Of course, this works about as well as trying to fit Jerome Bettis into a teacup, which means that the halftime show is probably the best time to take a bathroom break, refill the chip bowl, or check the status of the nuclear reactor. Normally, you could do these things during the commercial break, but during the Super Bowl, missing the commercials is like missing an episode of 24: You'll be permanently out of the loop, and Kiefer Sutherland will hate you.

Indeed, in some small parts of the country -- by which I mean not the Pacific Northwest, Detroit or Pittsburgh -- many people look forward to the commercials more than the game itself.

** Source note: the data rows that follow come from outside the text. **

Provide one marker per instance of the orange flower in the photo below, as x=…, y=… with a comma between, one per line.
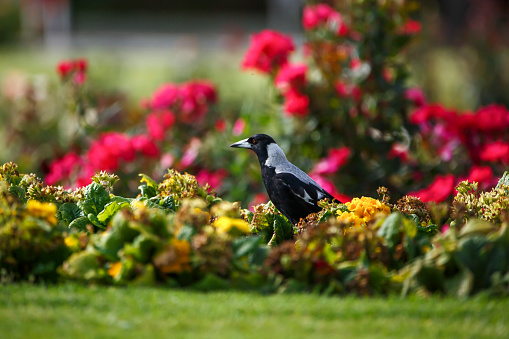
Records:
x=115, y=269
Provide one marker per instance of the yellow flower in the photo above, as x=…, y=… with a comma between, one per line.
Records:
x=137, y=204
x=352, y=218
x=72, y=242
x=115, y=269
x=362, y=210
x=225, y=224
x=43, y=210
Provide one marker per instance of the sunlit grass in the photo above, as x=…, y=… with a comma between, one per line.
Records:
x=71, y=311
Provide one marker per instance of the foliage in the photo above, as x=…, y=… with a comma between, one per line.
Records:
x=176, y=234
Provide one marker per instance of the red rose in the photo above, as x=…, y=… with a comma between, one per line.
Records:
x=296, y=104
x=291, y=77
x=483, y=175
x=337, y=157
x=145, y=145
x=495, y=151
x=268, y=50
x=65, y=68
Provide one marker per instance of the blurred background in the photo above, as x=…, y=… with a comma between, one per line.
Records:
x=460, y=59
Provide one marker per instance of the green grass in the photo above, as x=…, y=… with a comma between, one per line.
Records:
x=71, y=311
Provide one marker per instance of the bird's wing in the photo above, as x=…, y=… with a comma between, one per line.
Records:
x=308, y=191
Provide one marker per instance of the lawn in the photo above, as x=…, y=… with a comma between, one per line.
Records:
x=72, y=311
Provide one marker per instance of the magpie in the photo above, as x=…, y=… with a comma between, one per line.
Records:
x=292, y=191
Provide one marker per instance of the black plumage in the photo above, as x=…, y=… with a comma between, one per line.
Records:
x=292, y=191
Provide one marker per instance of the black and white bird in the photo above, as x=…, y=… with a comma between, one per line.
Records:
x=292, y=191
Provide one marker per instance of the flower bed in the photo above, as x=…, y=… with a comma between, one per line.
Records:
x=177, y=234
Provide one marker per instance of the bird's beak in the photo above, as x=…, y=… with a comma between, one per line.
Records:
x=241, y=144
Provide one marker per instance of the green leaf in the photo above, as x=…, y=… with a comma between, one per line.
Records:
x=109, y=211
x=283, y=229
x=147, y=191
x=168, y=203
x=68, y=212
x=83, y=265
x=143, y=201
x=504, y=180
x=186, y=232
x=148, y=181
x=410, y=227
x=142, y=248
x=93, y=219
x=120, y=200
x=80, y=223
x=476, y=226
x=96, y=198
x=246, y=245
x=146, y=278
x=108, y=244
x=122, y=226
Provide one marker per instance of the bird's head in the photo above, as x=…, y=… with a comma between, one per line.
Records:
x=259, y=143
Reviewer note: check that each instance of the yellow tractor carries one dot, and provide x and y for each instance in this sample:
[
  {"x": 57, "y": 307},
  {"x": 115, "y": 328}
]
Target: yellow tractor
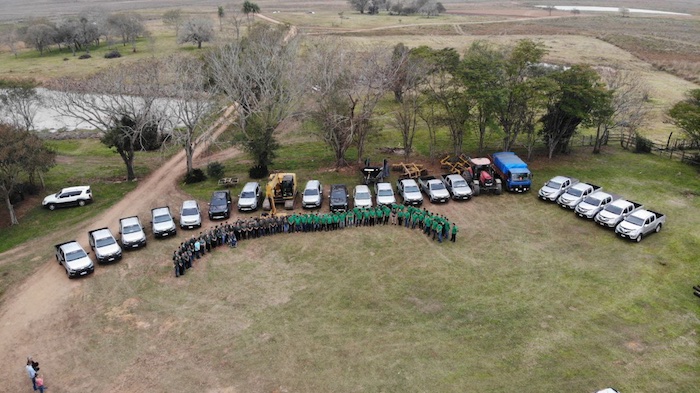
[{"x": 281, "y": 188}]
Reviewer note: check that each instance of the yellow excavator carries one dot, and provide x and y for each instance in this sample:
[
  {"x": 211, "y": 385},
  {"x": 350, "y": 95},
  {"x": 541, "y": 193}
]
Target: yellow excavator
[{"x": 281, "y": 188}]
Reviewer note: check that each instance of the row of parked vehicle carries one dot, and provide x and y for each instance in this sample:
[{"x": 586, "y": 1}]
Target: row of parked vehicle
[
  {"x": 77, "y": 262},
  {"x": 630, "y": 219}
]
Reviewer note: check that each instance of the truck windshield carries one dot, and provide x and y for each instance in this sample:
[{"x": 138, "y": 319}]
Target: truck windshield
[
  {"x": 613, "y": 209},
  {"x": 592, "y": 201},
  {"x": 519, "y": 176},
  {"x": 553, "y": 184},
  {"x": 190, "y": 212},
  {"x": 105, "y": 241},
  {"x": 77, "y": 254},
  {"x": 362, "y": 195},
  {"x": 161, "y": 218},
  {"x": 131, "y": 229},
  {"x": 635, "y": 220}
]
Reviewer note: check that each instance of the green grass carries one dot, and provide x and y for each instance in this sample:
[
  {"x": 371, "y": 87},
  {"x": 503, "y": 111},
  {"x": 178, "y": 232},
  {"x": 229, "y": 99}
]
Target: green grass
[{"x": 530, "y": 298}]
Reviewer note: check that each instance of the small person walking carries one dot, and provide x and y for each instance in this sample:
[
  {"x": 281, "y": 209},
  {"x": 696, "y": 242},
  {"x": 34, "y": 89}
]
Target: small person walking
[
  {"x": 31, "y": 371},
  {"x": 40, "y": 383}
]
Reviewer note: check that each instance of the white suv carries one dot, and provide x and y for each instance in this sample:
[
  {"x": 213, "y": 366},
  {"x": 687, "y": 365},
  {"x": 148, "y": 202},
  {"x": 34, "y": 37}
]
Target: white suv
[
  {"x": 313, "y": 195},
  {"x": 190, "y": 216},
  {"x": 361, "y": 196},
  {"x": 385, "y": 194},
  {"x": 71, "y": 196},
  {"x": 249, "y": 197}
]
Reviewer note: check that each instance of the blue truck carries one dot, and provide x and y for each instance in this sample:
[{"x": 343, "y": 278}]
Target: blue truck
[{"x": 513, "y": 171}]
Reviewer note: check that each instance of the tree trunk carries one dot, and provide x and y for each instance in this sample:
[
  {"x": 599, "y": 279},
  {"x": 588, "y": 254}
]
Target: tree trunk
[{"x": 10, "y": 209}]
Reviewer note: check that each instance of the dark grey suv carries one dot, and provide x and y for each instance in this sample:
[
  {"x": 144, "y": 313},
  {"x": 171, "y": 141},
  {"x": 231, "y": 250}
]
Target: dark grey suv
[
  {"x": 220, "y": 205},
  {"x": 339, "y": 198}
]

If you have watched a Super Bowl recently, chances are you remember a Budweiser commercial or two. In fact, if you have watched any football at all in the last millennium or so and have at least the mental capacity of a fish stick, images of the King of Beers will probably start flitting through your head every time the gridiron appears on your TV. This is due to a clever advertising campaign by Anheuser-Busch that uses lots of airtime to send us this very important message about Budweiser beer: "Waaaazzzzzup!"

In fact, Budweiser claims to be the official beer of the Super Bowl, a claim that is hotly contested by Coors.

Coors, if you college students didn't know, makes beer, and, if recent commercials are to be believed, it ships its product in a massive silver bullet train that plows through Super Bowl after Super Bowl, killing everything in its path, while the survivors smile and cheer because they've had enough Coors to mistake a killer train for Jesus.

Confusingly enough, Coors is the official beer of the NFL, but also claims to be the official beer of the Super Bowl. It appears that this advertising war will continue with no clear winner. Except, of course, the NFL and ABC.

Does all this advertising that surrounds the Super Bowl even work? If, at a football game, I want to buy beer, do I go for a nice, cold Bud or a crisp, refreshing Coors? Of course not -- I'm too young to buy beer. I just drink the Milwaukee's Light I smuggled in.

Ultimately, the Super Bowl is about football, pure and simple. I am fed up with the pomp and circumstance. As a responsible and upstanding member of the journalistic community, I pledge never to sell out to the NFL's business machine, because if I miss another episode of 24 I think Kiefer Sutherland will kill me.

With that in mind, thank you for reading this column, the official column of Super Bowl XL and the NFL.